Lynn's wifi drops out from time to time. Leo says that's usually an indication that your router is worn out, but if it's new, then it could be congestion from other WiFi signals in your neighborhood. Using a dual band router with a 5Ghz frequency, that can help, because not only are other routers using 2.4Ghz, but there's also all the smart devices that use them as well. So it's really congested out there.
Corey bought an ORBI MESH router and enjoyed 350MBps downloads, until recently. It's now down to about 10MBps. He tried another Linksys mesh router and the same issue happened. Leo says that it sounds like the problem isn't at the router level. Leo suspects that Corey may get full speed from a wired router. If so, then there's a congestion or interference issue. It could be a "WiFi hostile" environment that is causing interference. Maybe a lot of devices are clogging up the wireless spectrum where he is.
Jeff wants to know why his internet slows down at night. Leo says that he ends up sharing bandwidth with his neighborhood and if it's slowing down in the evening, it's because everyone is on Netflix. He also has to factor in Wi-Fi congestion. Jeff could bypass the Wi-Fi router and plug directly into the modem and see if it speeds up. If it does, then he'll know it's Wi-Fi congestion. If not, then he'll know it's his because of heavy use in the neighborhood.

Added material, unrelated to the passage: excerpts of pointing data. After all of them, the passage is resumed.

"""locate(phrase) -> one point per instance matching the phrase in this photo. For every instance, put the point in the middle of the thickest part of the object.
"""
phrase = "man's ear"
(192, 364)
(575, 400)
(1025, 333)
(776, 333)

Steve's Dell Inspiron laptop drops Wi-Fi all the time. Dell claims to have fixed it via remote access, but it didn't work. Leo says that it's likely the person at Dell tech support had very little training and was following the directions in the notebook. All too often it doesn't fix the problem. What he'll need to do is call them back and ask to have his case escalated to tier 2 or even tier 3 level support.